From a physiological perspective, heartbeats and breathing do not operate independently in the human body. Cardiac rhythm varies with the respiratory cycle, and the close interaction between the two is known as cardiopulmonary coupling (CPC). CPC reflects the regulatory state of the autonomic nervous system and serves as an important physiological indicator for evaluating sleep quality, cardiovascular health, and stress levels.
For decades, however, cardiopulmonary coupling has been assessed almost exclusively using electrocardiogram electrodes, respiratory belts, or other contact-based sensors. While effective, these devices can compromise comfort and limit their use in home environments, long-term monitoring, and applications involving sensitive populations such as infants or post-operative patients.
In a study published in Intelligent Sports and Health , a research team led by Professor Rencheng Song at Hefei University of Technology presents a new solution: measuring cardiopulmonary coupling using only a standard video camera.
"Our bodies undergo extremely subtle surface changes with every breath and heartbeat, and cameras are capable of capturing this information," explains senior author of the study Rencheng. Song "This makes it possible to assess cardiopulmonary health under completely non-contact conditions."
The researchers developed an intelligent video-analysis framework that first automatically identifies facial and torso regions in video recordings. "From these regions, optical signals associated with blood flow variations—reflecting cardiac activity—and chest and abdominal motion—reflecting respiration—are synchronously extracted," says Song.
Through multi-region signal fusion and high-resolution time–frequency analysis, the method further improves signal stability and enhances the characterization of dynamic physiological changes.

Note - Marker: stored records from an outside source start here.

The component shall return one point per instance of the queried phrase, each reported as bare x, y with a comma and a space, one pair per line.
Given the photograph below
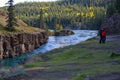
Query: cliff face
15, 44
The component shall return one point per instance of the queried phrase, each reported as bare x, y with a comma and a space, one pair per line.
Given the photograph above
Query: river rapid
53, 43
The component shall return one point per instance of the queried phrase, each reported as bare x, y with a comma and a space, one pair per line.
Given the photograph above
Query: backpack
103, 33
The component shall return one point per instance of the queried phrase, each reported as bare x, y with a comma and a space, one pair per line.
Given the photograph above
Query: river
53, 42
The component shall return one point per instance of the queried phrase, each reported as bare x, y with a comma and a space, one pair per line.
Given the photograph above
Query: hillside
75, 14
21, 25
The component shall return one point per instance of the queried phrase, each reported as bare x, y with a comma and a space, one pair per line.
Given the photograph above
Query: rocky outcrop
16, 44
64, 33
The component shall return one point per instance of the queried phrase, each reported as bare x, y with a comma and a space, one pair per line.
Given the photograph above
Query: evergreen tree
41, 24
11, 22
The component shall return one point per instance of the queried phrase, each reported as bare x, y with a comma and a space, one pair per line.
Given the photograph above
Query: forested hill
75, 14
86, 2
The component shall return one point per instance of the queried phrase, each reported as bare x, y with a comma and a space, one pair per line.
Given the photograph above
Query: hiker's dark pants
102, 39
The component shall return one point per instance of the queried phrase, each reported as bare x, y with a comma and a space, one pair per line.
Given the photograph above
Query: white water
54, 42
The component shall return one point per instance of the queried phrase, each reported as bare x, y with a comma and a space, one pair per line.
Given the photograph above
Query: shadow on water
53, 42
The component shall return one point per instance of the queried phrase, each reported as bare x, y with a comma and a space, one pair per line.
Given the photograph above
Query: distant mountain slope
21, 25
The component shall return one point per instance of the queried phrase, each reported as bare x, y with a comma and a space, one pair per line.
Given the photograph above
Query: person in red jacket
102, 35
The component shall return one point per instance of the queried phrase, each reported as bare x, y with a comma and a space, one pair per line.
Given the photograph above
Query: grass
88, 58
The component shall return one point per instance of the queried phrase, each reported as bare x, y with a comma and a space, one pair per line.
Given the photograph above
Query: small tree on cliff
11, 21
57, 25
42, 23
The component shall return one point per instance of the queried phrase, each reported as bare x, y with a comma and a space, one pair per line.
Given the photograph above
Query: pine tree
41, 24
11, 22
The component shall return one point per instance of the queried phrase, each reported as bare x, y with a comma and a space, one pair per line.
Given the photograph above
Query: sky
2, 2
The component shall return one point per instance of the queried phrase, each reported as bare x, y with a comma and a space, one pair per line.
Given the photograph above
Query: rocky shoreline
16, 44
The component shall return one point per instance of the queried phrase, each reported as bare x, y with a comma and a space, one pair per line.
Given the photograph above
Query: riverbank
88, 60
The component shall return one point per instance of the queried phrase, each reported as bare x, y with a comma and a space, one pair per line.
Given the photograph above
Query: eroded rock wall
15, 44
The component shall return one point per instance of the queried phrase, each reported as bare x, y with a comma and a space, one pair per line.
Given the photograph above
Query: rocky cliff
16, 44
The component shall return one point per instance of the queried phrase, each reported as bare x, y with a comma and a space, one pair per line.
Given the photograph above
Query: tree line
75, 14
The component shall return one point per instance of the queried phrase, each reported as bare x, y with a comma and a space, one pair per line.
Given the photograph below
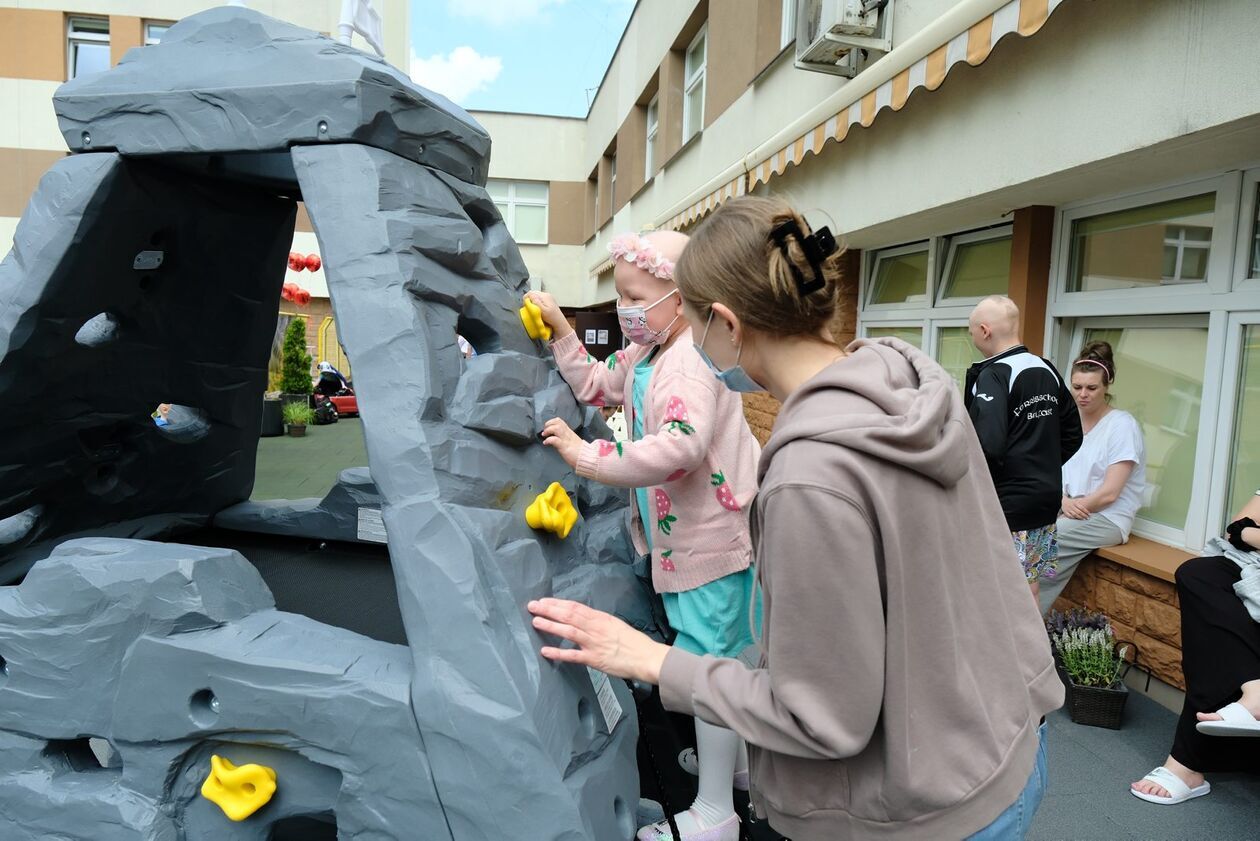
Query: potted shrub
297, 416
295, 376
1091, 665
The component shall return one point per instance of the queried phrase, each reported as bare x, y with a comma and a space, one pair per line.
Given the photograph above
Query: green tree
296, 376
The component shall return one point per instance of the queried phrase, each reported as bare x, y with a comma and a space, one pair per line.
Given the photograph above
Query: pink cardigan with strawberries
698, 459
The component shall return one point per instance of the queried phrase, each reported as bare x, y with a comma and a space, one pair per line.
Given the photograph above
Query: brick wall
761, 409
1143, 610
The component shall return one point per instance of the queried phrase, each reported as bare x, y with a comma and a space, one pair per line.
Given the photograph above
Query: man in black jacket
1028, 426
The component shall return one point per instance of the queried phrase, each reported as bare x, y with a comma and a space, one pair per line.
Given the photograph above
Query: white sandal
1236, 721
1173, 784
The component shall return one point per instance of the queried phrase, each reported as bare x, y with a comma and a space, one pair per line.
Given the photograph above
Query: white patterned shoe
727, 830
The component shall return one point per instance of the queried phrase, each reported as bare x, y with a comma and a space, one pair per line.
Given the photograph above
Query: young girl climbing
905, 671
692, 462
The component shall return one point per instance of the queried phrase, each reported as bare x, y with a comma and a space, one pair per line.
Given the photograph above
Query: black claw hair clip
818, 246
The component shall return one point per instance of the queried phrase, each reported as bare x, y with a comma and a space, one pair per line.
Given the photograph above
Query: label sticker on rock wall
372, 527
609, 704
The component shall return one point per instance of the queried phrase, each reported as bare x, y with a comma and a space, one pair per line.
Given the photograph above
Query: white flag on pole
358, 15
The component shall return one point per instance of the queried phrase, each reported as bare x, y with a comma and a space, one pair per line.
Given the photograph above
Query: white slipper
1236, 721
1173, 784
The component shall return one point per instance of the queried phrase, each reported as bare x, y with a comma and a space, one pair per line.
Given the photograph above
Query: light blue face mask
735, 377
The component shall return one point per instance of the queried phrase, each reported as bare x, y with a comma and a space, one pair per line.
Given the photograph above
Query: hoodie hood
886, 400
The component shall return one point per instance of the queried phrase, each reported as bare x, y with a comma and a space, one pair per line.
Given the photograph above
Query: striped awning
973, 46
732, 188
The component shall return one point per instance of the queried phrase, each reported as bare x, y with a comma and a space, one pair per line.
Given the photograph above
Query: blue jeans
1013, 823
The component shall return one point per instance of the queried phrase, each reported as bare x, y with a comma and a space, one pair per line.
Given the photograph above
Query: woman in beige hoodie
895, 697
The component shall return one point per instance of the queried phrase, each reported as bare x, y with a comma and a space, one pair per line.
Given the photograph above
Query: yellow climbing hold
240, 792
532, 317
552, 511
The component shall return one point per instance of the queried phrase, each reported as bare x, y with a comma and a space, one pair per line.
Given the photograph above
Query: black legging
1220, 652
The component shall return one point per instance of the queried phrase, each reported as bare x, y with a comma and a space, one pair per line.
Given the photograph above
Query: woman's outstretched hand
604, 642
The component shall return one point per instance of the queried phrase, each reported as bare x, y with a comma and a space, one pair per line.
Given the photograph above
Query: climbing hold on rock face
240, 792
552, 511
532, 317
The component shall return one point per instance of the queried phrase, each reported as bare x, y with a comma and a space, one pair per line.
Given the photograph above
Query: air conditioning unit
839, 35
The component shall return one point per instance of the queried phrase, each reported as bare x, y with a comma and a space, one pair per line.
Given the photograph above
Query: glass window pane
91, 58
1245, 449
531, 223
979, 269
955, 352
1130, 249
694, 115
899, 279
95, 25
909, 334
696, 57
532, 191
1159, 381
1255, 241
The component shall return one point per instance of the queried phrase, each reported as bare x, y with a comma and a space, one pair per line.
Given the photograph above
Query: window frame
82, 37
873, 257
935, 327
509, 218
1249, 227
653, 129
1192, 533
1220, 262
915, 324
950, 246
698, 78
1219, 491
150, 24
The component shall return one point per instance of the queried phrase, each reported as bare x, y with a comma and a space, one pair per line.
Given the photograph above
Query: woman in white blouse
1104, 482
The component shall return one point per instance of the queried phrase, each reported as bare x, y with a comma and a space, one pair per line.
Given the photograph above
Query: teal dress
711, 619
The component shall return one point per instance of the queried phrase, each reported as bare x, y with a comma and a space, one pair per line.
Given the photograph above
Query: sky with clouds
526, 56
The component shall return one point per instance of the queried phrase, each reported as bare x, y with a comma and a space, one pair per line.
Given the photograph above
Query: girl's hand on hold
1075, 508
557, 434
552, 315
604, 642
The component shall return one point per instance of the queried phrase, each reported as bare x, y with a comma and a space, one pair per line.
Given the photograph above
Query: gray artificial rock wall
171, 652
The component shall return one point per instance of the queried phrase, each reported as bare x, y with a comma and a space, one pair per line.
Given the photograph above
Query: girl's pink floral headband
639, 251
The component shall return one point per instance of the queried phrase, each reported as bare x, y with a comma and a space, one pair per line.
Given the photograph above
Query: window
154, 33
788, 28
955, 352
909, 334
1254, 262
1244, 467
1145, 246
900, 275
1159, 381
87, 47
978, 265
523, 206
649, 168
693, 85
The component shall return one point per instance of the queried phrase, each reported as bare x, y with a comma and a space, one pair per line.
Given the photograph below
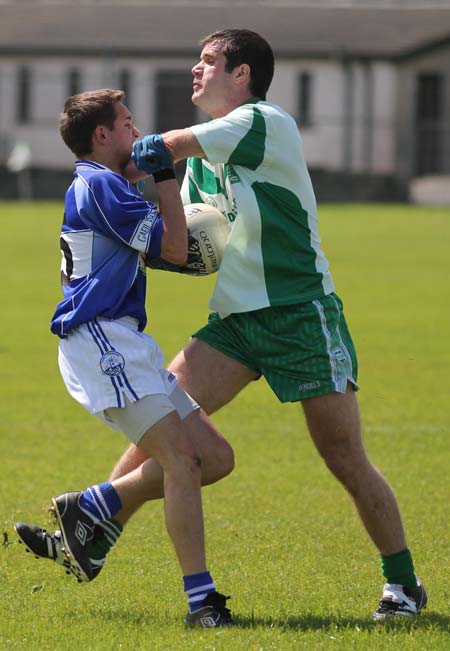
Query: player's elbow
175, 254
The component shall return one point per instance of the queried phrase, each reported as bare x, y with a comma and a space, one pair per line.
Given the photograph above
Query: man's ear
99, 136
242, 73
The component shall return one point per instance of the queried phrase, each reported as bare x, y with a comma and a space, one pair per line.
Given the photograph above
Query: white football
209, 231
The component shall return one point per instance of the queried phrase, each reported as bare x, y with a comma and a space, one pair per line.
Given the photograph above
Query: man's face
212, 86
123, 134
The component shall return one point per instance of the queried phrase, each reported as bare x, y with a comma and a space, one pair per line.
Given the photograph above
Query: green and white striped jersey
255, 173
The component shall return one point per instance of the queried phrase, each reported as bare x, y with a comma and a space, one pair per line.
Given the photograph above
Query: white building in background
368, 82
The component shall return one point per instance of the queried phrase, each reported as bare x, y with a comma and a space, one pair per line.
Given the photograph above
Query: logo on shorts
309, 386
112, 363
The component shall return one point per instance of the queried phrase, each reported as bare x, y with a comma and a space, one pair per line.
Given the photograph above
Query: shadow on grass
305, 622
312, 622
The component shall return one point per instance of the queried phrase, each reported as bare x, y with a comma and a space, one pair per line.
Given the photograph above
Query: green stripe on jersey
250, 150
205, 179
290, 235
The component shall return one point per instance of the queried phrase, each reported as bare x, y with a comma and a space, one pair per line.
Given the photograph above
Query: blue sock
101, 502
197, 587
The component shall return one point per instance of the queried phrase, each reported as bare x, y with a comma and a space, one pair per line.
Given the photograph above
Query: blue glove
151, 155
140, 186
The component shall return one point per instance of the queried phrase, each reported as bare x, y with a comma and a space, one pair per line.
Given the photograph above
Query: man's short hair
244, 46
83, 113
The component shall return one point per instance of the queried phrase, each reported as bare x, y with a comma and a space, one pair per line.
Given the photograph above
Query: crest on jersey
112, 363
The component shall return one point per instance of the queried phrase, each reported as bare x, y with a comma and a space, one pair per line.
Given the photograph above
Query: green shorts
303, 350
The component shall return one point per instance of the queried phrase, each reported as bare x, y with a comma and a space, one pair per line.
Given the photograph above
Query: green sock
107, 536
399, 568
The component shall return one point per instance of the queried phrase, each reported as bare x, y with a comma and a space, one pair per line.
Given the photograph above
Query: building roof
173, 28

Experimental results showed that under different physiological conditions, including normal breathing and simulated apnea, the video-based approach produced cardiopulmonary coupling measurements that were highly consistent with those obtained using conventional contact-based devices.
Principal investigator Yi Qun Gao, noted that the work extends the application boundaries of non-contact physiological monitoring. "For a long time, cardiopulmonary coupling monitoring has depended mainly on medical equipment or wearable sensors. Our study demonstrates that remote video devices also have the potential to enable CPC assessment," he says.
The team highlighted that the approach is particularly well suited to scenarios requiring long-term, comfortable monitoring, such as in-home sleep health screening or remote post-operative rehabilitation. "In the future, such technology may even be integrated into smartphones or smart cameras, making health monitoring as natural as a video call," adds Gao.